Sie schüttelt den Kopf. »Gibt es nicht – u-und ich will da nicht sein.«

»Callie«, sage ich leise, berühre ihre Wange und streiche mit dem Daumen über das Muttermal an ihrer Schläfe. »Ich bin nicht gut für dich. Du verdienst etwas Besseres.« Es laut auszusprechen versetzt mir einen Stich in die Brust. Trotzdem muss es gesagt werden.
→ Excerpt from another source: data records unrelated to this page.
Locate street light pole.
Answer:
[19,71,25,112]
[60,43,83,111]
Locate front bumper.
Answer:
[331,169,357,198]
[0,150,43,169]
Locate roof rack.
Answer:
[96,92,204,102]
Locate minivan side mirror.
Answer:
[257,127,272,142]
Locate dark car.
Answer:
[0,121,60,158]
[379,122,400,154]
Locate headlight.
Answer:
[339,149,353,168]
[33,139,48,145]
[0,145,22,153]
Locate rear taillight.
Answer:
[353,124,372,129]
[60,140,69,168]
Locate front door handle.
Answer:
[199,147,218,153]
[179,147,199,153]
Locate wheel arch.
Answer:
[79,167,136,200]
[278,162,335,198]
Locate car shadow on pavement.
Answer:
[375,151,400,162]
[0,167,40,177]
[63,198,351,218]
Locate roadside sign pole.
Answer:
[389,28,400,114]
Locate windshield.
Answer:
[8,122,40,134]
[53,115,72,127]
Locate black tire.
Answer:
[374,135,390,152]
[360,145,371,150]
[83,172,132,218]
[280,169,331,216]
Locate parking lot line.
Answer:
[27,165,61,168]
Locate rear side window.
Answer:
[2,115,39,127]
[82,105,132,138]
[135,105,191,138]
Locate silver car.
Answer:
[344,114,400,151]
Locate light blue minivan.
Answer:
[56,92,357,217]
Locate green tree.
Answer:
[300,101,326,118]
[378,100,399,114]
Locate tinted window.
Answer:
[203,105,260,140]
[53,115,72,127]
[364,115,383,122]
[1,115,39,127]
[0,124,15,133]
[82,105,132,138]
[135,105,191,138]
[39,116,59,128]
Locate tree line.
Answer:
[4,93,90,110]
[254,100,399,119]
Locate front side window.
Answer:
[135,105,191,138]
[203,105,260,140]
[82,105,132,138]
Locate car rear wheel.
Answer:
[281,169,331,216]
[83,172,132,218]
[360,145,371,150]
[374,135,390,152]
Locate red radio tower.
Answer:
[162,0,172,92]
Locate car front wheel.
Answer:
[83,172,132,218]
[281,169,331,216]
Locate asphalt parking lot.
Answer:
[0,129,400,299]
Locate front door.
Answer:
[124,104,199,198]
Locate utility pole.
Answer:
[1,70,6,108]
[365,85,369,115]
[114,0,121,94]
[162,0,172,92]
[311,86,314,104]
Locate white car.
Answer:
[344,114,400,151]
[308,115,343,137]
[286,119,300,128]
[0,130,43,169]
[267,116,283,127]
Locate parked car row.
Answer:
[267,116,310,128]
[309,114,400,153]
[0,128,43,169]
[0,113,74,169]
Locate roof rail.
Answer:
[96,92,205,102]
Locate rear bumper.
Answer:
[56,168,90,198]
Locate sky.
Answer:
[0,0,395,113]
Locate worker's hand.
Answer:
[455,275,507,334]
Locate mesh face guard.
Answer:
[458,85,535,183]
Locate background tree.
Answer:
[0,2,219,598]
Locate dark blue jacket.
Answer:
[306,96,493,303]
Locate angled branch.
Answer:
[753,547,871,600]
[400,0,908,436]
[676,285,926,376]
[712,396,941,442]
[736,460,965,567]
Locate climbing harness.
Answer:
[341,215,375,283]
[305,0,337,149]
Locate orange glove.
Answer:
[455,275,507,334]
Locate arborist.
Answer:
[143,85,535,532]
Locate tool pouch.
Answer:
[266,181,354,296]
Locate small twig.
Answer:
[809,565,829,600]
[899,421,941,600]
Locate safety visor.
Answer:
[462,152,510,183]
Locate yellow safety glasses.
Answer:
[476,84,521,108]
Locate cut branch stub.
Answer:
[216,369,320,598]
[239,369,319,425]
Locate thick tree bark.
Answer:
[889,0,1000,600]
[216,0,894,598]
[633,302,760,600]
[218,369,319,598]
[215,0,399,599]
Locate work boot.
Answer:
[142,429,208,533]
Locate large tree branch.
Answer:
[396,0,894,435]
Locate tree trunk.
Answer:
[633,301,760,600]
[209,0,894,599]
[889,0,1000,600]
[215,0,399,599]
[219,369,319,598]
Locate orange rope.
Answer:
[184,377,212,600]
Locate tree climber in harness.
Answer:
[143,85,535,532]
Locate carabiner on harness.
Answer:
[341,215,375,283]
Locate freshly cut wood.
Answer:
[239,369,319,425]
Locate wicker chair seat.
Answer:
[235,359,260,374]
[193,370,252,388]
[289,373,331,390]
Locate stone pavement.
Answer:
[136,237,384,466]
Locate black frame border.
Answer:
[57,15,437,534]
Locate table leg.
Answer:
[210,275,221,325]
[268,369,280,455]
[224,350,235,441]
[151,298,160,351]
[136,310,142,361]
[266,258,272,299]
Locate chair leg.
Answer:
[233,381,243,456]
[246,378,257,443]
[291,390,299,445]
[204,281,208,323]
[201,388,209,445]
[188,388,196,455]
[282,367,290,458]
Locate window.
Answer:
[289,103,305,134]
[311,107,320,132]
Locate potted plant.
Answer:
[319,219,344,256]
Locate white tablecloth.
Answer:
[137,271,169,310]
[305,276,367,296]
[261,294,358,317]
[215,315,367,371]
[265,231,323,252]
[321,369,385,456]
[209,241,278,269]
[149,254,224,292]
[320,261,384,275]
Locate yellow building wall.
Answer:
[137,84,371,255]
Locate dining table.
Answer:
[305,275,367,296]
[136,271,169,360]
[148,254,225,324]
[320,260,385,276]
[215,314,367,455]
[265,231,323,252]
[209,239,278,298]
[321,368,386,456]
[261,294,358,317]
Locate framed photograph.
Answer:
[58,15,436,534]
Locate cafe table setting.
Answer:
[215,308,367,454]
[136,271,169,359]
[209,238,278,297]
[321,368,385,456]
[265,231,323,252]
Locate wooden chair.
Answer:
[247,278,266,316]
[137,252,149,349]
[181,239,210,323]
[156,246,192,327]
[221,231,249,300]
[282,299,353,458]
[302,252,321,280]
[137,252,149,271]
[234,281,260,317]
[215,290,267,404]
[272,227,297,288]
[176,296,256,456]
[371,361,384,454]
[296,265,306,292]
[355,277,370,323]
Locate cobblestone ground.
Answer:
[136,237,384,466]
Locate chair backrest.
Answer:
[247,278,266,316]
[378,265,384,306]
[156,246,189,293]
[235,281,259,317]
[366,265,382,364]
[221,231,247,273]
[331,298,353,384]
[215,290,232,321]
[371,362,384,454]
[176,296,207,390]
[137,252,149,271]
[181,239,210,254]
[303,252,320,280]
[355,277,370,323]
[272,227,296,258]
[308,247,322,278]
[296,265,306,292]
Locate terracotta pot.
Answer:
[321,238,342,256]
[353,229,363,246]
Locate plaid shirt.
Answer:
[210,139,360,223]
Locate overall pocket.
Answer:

»Es gibt nichts Besseres«, erwidert sie ruhig, starrt zum Fußende des Bettes und blinzelt schnell. »Das muss dir nur klar werden.«

»Ich will doch bloß, dass du frei bist – von meinem ganzen Mist und meinem beschissenen, komplizierten Leben.«

»Aber ich will nicht frei sein. Ich will einfach hier bei dir sein. Mir sind dein beschissenes, kompliziertes Leben und deine Probleme egal. Ich will dich – und ich möchte, dass du glücklich bist. Das hast du verdient.«

Mist. Das hat noch keiner zu mir gesagt. Ich bin mir nicht mal sicher, was Glück ist. Was ich weiß, ist, dass ich mich nicht mehr unter Kontrolle habe. Jede meiner Narben pocht, und ich brauche Callie, damit es aufhört. Ich beuge mich zu ihr, greife mit einer Hand in ihren Nacken und küsse sie mit solcher Intensität, dass es alle meine Wunden aufreißt. Dann drehe ich Callie auf den Rücken und streichle ihre Brust. Zitternd zieht sie ihre Beine nach oben, sodass ich zwischen sie falle. Ich küsse sie und knabbere an ihrer Lippe, während ich sie überall berühre. Als ich endlich den Kopf hebe, kann ich kaum noch atmen. Ich male Küsse auf ihr Kinn, ihren Hals, ihr Schlüsselbein, schabe leicht mit meinen Zähnen über ihre Haut und sauge an ihr. Gleichzeitig schlingt sie ihre Beine um meine Hüften. Ich rutsche tiefer, und sie biegt sich mir entgegen, als ich meine Zunge um ihren Nippel kreisen lasse, bevor ich ihn in den Mund nehme. Callie stößt ein erotisches Wimmern aus und vergräbt ihre Hände in meinem Haar. Ich sauge fest, brauche mehr von ihr, bevor ich mich der anderen Brust zuwende. Auch sie streichle ich mit der Zunge, bis ich es nicht mehr aushalte.

Ich stütze mich auf und nehme mir ein neues Kondom. Sekunden später bin ich wieder in ihr und wünsche mir, dass alles für immer so bliebe: Nur sie und ich, ohne den Lärm und die Schwere der Welt. Ohne die beschissenen Komplikationen des Lebens.